Question

The angles of elevation of the top of a vertical tower from two points. 30 metros apart, and on the same straight line passing through the base of tower, are ${30}^0$ and ${60}^0$ respectively.
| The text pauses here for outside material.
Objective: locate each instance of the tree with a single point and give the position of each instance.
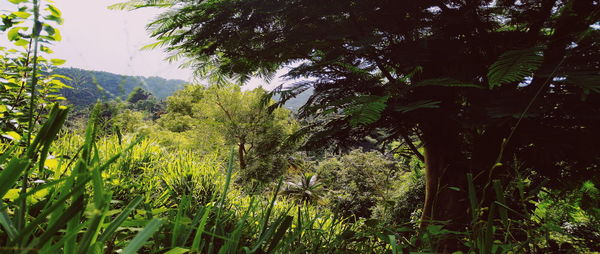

The height
of the tower is

• A. $10$ m
• B. $15$ m
• C. $15\sqrt{3}$
• D. $30$ m

Answer 1

The correct option is C $15\sqrt{3}$

Let AB is tower, the angles of elevation of the top of a vertical tower AB from two points D and C are ${30}^0$ and ${60}^0$ respectively.
Let the height of tower be h metres
and $BC=xm$
In triangle $ABC,\frac{AB}{BC}=tan{60}^0$
$\therefore \frac{h}{x}=\sqrt{3}$...........(i)
In triangle ABD,$\frac{AB}{BD}=tan{30}^0$
$\therefore \frac{h}{(x+30)}=\frac{1}{\sqrt{3}}$
or $\sqrt{3}h=x+30$
Put value of x from equation Ci) in equation (ii), we get
$\sqrt{3}h=\frac{h}{\sqrt{3}}+30$
or $\sqrt{3}h-\frac{h}{\sqrt{3}}=30$
or $\frac{2h}{\sqrt{3}}=30$
$\therefore h=\frac{30\sqrt{3}}{2}=15\sqrt{3}$
So, height of the tower is $15\sqrt{3}$metre.